Heute ist der 5.06.2026, und in Klagenfurt sorgt ein spektakulärer Vorfall aus dem Januar weiterhin für Aufregung. Ein technischer Mangel an einem Kranfahrzeug der Stadt führte zu einem Unfall, bei dem ein Müll-Lkw mit ausgefahrenem Kran einen Stahlträger rammt. Das Ergebnis? Überkopfwegweiser und große Verkehrstafeln stürzten auf die Straße und sorgten für ein Chaos, das mehrere Autos in Mitleidenschaft zog. Zum Glück blieb dabei niemand verletzt, was in Anbetracht der Umstände ein kleines Wunder ist.

Der Lkw-Lenker des Magistrats sah sich jedoch mit ernsten Vorwürfen konfrontiert. Ihm wurde fahrlässige Körperverletzung und Gefährdung der körperlichen Sicherheit vorgeworfen. Das Verfahren endete schließlich mit einer Diversion, was bedeutet, dass es zu keinem Prozess kam. Stattdessen musste der Mann eine Geldbuße von 1600 Euro zahlen. Der Schaden, der durch den Unfall entstand, beläuft sich auf stolze 250.000 Euro, ein Betrag, der von der Haftpflichtversicherung der Stadt gedeckt wurde. Doch die Versicherung zog Konsequenzen und kündigte den Vertrag mit der Stadt aufgrund der hohen Schadensquote, wirksam zum 31. Dezember 2026. Ein harter Schlag für die Stadt, die nun nicht nur für den Schaden aufkommen muss, sondern auch für die Folgen der Versicherungskündigung.

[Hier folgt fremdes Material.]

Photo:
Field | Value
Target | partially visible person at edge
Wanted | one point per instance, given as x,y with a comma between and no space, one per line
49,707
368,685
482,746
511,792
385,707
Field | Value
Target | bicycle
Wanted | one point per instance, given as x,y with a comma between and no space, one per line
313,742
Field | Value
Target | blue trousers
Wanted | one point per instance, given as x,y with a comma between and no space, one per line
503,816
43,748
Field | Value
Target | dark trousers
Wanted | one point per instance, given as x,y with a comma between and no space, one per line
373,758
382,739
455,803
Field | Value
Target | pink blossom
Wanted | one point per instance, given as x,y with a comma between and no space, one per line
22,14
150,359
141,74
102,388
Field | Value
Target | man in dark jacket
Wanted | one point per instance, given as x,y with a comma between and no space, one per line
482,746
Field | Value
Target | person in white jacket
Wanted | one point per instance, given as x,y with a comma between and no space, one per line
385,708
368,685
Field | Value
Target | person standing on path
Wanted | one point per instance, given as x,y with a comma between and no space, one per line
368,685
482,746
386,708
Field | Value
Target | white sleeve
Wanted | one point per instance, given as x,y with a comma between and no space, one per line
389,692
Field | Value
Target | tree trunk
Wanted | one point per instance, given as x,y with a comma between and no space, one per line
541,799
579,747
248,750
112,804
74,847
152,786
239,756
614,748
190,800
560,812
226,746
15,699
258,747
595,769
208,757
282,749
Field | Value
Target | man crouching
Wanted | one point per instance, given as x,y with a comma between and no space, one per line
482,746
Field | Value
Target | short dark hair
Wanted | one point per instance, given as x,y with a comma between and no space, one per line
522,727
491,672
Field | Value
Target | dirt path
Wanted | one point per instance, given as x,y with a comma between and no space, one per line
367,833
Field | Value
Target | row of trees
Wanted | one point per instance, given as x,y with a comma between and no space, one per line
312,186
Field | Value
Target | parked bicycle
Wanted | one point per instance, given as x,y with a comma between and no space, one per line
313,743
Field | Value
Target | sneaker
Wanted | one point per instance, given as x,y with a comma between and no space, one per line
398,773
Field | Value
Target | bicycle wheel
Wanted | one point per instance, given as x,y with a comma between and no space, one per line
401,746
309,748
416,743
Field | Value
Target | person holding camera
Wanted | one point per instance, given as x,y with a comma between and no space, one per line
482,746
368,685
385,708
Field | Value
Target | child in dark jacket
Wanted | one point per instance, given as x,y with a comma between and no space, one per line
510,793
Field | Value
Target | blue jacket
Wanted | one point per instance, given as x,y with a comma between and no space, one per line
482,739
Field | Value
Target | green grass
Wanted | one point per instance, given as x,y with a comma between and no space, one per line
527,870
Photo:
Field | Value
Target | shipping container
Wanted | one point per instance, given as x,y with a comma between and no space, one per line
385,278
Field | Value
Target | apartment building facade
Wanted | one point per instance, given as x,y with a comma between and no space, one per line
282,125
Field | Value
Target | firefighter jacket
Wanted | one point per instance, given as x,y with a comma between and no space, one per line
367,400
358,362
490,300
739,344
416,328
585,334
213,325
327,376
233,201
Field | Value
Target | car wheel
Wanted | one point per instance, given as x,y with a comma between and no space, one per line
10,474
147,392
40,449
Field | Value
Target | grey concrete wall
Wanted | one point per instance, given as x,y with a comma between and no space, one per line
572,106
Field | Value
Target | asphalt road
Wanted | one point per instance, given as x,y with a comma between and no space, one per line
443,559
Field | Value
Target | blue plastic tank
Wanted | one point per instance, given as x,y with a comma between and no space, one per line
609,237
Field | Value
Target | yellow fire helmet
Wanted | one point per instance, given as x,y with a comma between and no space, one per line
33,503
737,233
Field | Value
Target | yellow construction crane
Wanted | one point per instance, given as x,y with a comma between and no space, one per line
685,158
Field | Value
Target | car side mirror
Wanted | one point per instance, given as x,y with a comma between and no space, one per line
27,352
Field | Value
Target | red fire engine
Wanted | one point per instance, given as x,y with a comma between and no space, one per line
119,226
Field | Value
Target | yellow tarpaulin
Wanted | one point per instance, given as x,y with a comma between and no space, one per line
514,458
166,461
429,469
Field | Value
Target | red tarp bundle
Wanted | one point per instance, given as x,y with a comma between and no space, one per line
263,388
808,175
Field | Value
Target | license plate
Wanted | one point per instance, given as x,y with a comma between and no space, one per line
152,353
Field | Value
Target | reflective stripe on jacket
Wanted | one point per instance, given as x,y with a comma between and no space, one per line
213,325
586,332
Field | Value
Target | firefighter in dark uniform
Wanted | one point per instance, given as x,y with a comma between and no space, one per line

Haftungsfragen und rechtliche Aspekte

Ein ähnlicher Fall, der in der Jurawelt für Aufsehen sorgte, betrifft einen Autokran, der einen Kessel fallen ließ und eine Sattelzugmaschine beschädigte. Die Klägerin, Besitzerin der Zugmaschine, forderte 19.000 Euro Schadensersatz. In diesem Fall stellte sich die entscheidende Frage: Wer haftet? Das Oberlandesgericht Stuttgart entschied im Juni 2025 über die Haftung, und zwar unter dem Aspekt der Gefährdungshaftung oder der Arbeitsfunktion des Krans. Der Kran, der von A gehalten und von C bedient wurde, war in diesem Moment nicht im Einsatz, sondern auf einer Baustelle aktiv. Die Haftung wurde letztlich D zugeschrieben, da E, ein Maurergeselle, fahrlässig handelte und nicht qualifiziert war. Ein interessanter Punkt ist, dass die Gefahr nicht verkehrstypisch war, sondern als Teil des Arbeitsrisikos angesehen wurde.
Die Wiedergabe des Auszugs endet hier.